Remove badges and other content from GitHub READMEs before publishing a Python package to PyPI

Remove badges and other content from GitHub READMEs before publishing a Python package to PyPI

Do you want your PyPI readme to be the project readme, but without badges?

I recently listened to an episode about Tools for README.md Creation and Maintenance on the Talk Python to Me Podcast, where Michael Kennedy and Ned Betchelder talked about hatch-fancy-pypi-readme.

This plugin for the Hatch Python project manager converts GitHub project README.md files into "fancy" PyPI project landing pages, removing dynamic and irrelevant content before including it in the Python package. This allows you to include the GitHub README.md as the readme in your pyproject.toml (or long_description if you're using setup.cfg). In their own words:

Do you want your PyPI readme to be the project readme, but without badges, followed by the license file, and the changelog section for only the last release?

Sure, I want that, in particular the first part. But I didn't want to switch to Hatch just for this feature.

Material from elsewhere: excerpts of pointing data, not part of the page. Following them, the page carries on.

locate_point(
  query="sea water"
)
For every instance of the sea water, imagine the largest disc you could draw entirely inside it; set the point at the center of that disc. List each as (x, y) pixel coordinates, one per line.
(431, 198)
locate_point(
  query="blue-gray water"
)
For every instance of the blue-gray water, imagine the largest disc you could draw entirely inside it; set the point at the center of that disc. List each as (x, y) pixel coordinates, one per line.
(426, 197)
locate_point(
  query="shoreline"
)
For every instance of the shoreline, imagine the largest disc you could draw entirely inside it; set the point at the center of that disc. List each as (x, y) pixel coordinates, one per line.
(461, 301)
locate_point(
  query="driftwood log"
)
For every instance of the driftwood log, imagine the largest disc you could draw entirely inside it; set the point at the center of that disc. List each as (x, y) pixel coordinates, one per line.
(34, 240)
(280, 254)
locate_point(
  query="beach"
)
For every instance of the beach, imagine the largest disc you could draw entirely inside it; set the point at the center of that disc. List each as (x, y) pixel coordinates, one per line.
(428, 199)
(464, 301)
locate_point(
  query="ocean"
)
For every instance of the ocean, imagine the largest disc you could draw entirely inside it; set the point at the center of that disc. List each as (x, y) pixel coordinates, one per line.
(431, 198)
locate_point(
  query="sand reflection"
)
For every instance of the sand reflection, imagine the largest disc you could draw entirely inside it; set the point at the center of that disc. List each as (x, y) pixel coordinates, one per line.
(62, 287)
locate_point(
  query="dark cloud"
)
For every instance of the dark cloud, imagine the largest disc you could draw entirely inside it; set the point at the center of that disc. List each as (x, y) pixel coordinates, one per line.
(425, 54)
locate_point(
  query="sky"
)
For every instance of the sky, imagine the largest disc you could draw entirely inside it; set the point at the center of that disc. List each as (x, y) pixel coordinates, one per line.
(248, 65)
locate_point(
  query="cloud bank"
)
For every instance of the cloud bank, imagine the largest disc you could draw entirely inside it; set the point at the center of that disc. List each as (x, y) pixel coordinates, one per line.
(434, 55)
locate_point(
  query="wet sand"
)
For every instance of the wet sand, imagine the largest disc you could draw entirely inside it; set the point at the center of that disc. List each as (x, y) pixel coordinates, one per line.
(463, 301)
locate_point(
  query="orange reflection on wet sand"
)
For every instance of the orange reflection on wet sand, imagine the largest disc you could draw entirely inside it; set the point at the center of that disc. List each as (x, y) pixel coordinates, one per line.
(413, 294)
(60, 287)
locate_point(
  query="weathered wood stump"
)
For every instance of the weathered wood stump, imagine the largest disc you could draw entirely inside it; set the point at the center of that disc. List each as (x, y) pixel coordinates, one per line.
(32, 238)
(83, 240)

Since I'm using GitHub Actions for my project, I instead added a README preprocessing step to my release workflow. Since Google didn't surface anything when I initially searched for a solution like this, and I had to spend some time fiddling with sed and awk to arrive at a clean solution, I'm documenting it here.

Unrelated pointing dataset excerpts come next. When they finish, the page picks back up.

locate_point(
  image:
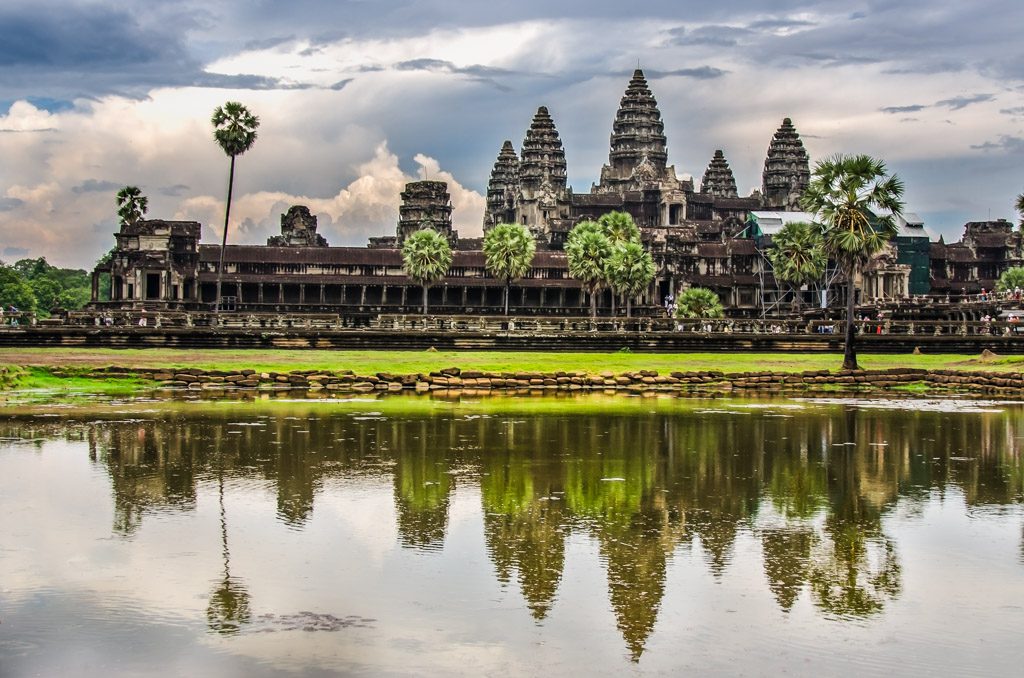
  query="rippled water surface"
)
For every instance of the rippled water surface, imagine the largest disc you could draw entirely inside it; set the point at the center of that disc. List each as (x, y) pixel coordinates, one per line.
(597, 536)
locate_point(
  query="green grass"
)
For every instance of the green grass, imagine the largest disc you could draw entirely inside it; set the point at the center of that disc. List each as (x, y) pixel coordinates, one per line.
(370, 362)
(40, 378)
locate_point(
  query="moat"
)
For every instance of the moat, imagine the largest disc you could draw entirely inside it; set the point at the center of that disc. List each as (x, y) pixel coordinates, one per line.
(512, 536)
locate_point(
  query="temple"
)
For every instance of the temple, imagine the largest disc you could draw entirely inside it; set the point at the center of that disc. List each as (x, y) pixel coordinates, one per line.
(712, 237)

Marking content to exclude for PyPI

Since GitHub-flavored Markdown allows to comment out content, we can use comments to wrap the parts of the content we want to exclude:

# Title of the README

This content will go into the built package.

<!-- EXCLUDE -->
This content will not be added to the package.
<!-- /EXCLUDE -->

Removing excluded content

To process the README.md before building the package, we'll use awk. This powerful Unix tool is available on virtually every Linux VM out there. It can apply one-liners of the following form to every line of the input: condition { action if true } { action if false }. condition can be a regular expression.

We can use a range expression to remove the content wrapped with EXCLUDE "tags":

awk '/<!-- EXCLUDE -->/,/<!-- \/EXCLUDE -->/ { next } { print }'

Read this as '/start pattern/,/end pattern/ { match } { no match }'.

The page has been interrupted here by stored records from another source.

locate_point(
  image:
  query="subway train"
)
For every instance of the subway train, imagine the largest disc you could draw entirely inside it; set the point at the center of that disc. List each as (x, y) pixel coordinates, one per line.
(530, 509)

As this might lead to multiple consecutive empty lines, which is usually undesirable, we can clean this up with awk as well:

awk '{ /^\s*$/ ?b++:b=0; if (b<=1) print }'

Here, there is no condition. Thus, the action will be performed for every line of the input. It checks if the line contains only whitespace. If that's true, a variable b is incremented by one. Otherwise, b is reset to 0. A line is only printed if b <= 1, i.e., it is not a blank line following a blank line.

Adding everything to the GitHub Actions release workflow

The README preprocessing step goes between the step that checks out the source code and the step that calls python -m build:

- name: Remove irrelevant parts from README
  run: |
    # Delete everything between EXCLUDE-"tags"
    awk '/<!-- EXCLUDE -->/,/<!-- \/EXCLUDE -->/ { next } { print }' README.md > tmp_readme
    rm README.md
    # Allow at most single blank lines
    awk '{ /^\s*$/ ?b++:b=0; if (b<=1) print }' tmp_readme > README.md

And that's it.